Kirsty Major asks whether you can really lose an accent (Opinion, 3 November). Well, I have certainly lost mine. I grew up in Devon and had a strong West Country accent throughout my childhood and teenage years. I had pretty much lost it by my mid-20s, following five years of higher education. At no point did I try to lose it – it just went. This happens to a lot of people, but not everyone. I have a long-held theory about this, which I have never attempted to test and which probably would not stand up to scrutiny, but here it is: when they move away from the area in which they grew up, extroverts retain their accent; introverts lose it.
Adrian Pritchard
Leeds, West Yorkshire
• Re your report (Bias against working-class and regional accents has not gone away, report finds, 3 November), as a northern student at the University of Nottingham nearly three decades ago, I attended the late Prof Ron Carter’s lectures. His “socks on the fourth floor” lecture sticks in my mind as an example of how people used features of accent to decide whether others were “like us” or not. In the socks example (a quote from a lift operator in Bloomingdale’s), research by Michael Halliday showed how wealthy New Yorkers had a kinship with people from Cornwall, having listened to recordings of conversations as both pronounced their Rs in those words. Encouraging me to retain my Merseyside accent, Prof Carter said: “As long as you are articulate, that’s all that matters.” He was right – my accent has never been a problem.
Thomas Ryder
Nottingham
• There is much concentration on the presumed disadvantages of a northern accent. However, more northern accents are heard on TV nowadays. What you never hear is an accent from the south-west, unless Stephen Merchant is speaking. To speak like me outside my local region is to be subjected to endless “ooh arrrrs” and “jokes” about straw and tractors. It’s not just them oop north who get the mickey taken.
Jane Ghosh
Bristol
• Kirsty Major’s article reminded me how I could never lose my northern accent because I didn’t know I had one. Various incidents, therefore, left me puzzled. For example, the woman from Kent who said I might lead a middle-class life, but could not be truly middle class and talk the way I did.
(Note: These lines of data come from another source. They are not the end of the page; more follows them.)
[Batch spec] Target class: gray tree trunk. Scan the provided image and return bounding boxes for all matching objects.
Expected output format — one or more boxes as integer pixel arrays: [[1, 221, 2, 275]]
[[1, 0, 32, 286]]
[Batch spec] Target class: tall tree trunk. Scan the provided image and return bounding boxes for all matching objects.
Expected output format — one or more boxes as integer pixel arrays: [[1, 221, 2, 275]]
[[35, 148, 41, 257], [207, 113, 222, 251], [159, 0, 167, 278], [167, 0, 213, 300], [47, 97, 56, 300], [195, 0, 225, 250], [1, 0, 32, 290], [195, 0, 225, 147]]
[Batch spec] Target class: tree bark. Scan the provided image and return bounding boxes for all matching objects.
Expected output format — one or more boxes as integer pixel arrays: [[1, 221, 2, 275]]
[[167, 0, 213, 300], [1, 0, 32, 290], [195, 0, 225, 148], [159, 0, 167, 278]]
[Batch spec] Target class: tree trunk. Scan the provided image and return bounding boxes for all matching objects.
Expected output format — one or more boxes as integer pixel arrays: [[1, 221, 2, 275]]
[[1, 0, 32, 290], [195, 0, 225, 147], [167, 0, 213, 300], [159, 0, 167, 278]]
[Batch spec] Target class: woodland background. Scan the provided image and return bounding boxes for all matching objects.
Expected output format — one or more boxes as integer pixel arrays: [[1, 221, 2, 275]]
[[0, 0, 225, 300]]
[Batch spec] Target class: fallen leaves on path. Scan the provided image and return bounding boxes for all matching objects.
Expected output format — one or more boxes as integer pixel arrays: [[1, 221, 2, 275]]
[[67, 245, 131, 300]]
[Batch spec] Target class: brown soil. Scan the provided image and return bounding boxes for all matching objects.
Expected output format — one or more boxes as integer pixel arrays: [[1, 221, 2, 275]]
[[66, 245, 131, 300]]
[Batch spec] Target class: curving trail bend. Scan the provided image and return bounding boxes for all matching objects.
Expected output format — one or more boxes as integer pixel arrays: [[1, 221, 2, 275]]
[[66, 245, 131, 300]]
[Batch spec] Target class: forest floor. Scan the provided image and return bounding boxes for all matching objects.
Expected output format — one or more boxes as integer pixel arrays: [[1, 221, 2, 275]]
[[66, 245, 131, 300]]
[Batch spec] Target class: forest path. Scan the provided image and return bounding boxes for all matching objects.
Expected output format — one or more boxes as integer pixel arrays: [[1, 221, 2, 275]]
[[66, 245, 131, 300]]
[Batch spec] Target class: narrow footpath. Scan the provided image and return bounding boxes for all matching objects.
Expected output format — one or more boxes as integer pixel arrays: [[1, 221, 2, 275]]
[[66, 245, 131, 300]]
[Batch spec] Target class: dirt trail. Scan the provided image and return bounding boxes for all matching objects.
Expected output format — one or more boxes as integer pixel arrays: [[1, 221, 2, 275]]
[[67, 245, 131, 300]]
Then the snooty person from rural Shropshire who sent us to an awful pub because they didn’t expect that we liked good restaurants. Worst of all, the London taxi driver who said that Londoners assume people who speak like me must be “educationally subnormal”.
Frances Worsley
Whaley Bridge, Derbyshire
• I arrived in the UK in 1968, but people still remark on my Australian accent. Over my decades in London I have been chair of several school and other organisations with a mix of middle- and working-class members. My down under background and accent proved an advantage in that I was regarded as neutral should be there any mutual suspicions between the two groups. I am, therefore, happy to still have an accent despite being told by a cruel friend: “Ian, you’re not classless; as an Aussie you just have no class.”
Ian D Richardson
Ealing, London
• My Birmingham accent paid off. I moved to Buckinghamshire and applied for a teaching job at a posh school. I was interviewed by the governors and head. “Oh dear,” said one governor, “what about her accent?” “Not a problem,” said the head. “She will be fine with the estate children.” I got the job.